The Replacement Bike

This was during the 2010 Tour De France, when I had a big crash. By the time the doctors put me back together and gave me the all-clear, everyone had moved far ahead of me, and my bike was a wreck. I started looking around for help, and  saw a car passing by. It had three children’s bikes strapped to the roof, and suddenly I had an idea. I asked the driver if I could borrow one of the bikes, and he agreed after I convinced him I wasn’t going to run off with his kid’s bike. I even gave him my crashed bike as collateral!
By the time my team realised that I would need a new bike, I had already ridden 15km on the child’s bike, and my knees were hurting quite badly. My team had left my replacement bike with a policeman in the next town, with instructions to catch my attention as I passed by. I was hard to miss, a grown man on a child’s bike, so the policeman flagged me down and handed over my new bike. I even managed to rejoin the rest of the riders after that!

The Indecent Proposal

In another race, I was given the responsibility to build up a lead for my teammates, which I did.

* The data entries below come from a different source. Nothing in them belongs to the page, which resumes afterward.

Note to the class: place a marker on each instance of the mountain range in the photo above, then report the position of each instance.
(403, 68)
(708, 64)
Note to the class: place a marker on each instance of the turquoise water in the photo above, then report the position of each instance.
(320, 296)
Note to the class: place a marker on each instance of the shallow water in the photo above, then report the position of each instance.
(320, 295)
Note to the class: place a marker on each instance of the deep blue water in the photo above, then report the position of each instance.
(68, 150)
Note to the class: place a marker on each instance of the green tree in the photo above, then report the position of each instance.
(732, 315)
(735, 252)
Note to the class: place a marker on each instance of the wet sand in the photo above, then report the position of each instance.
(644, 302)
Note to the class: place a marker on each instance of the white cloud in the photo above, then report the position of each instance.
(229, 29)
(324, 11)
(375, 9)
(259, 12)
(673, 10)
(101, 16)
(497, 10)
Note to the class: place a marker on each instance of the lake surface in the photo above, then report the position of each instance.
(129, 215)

After I let them pass, I slowed down a bit, so I was behind the leaders but not as far back as the chasing pack. I had some time to ride alone, and I was riding with my head down, thinking of my strategy for the rest of the race when suddenly I heard a loud voice calling my name.

The voice was shouting, “Jens, I love you!” and “I want to have your children!” which got my attention. While I had my head down, I realised that the voice was not a female voice! I looked up to see a fat man, about 55 years old with a big beard running towards me, shouting all this! He was so fat that it looked like his stomach would burst out of his jersey at any time!

I burst out laughing as I passed him, and I will never forget that man!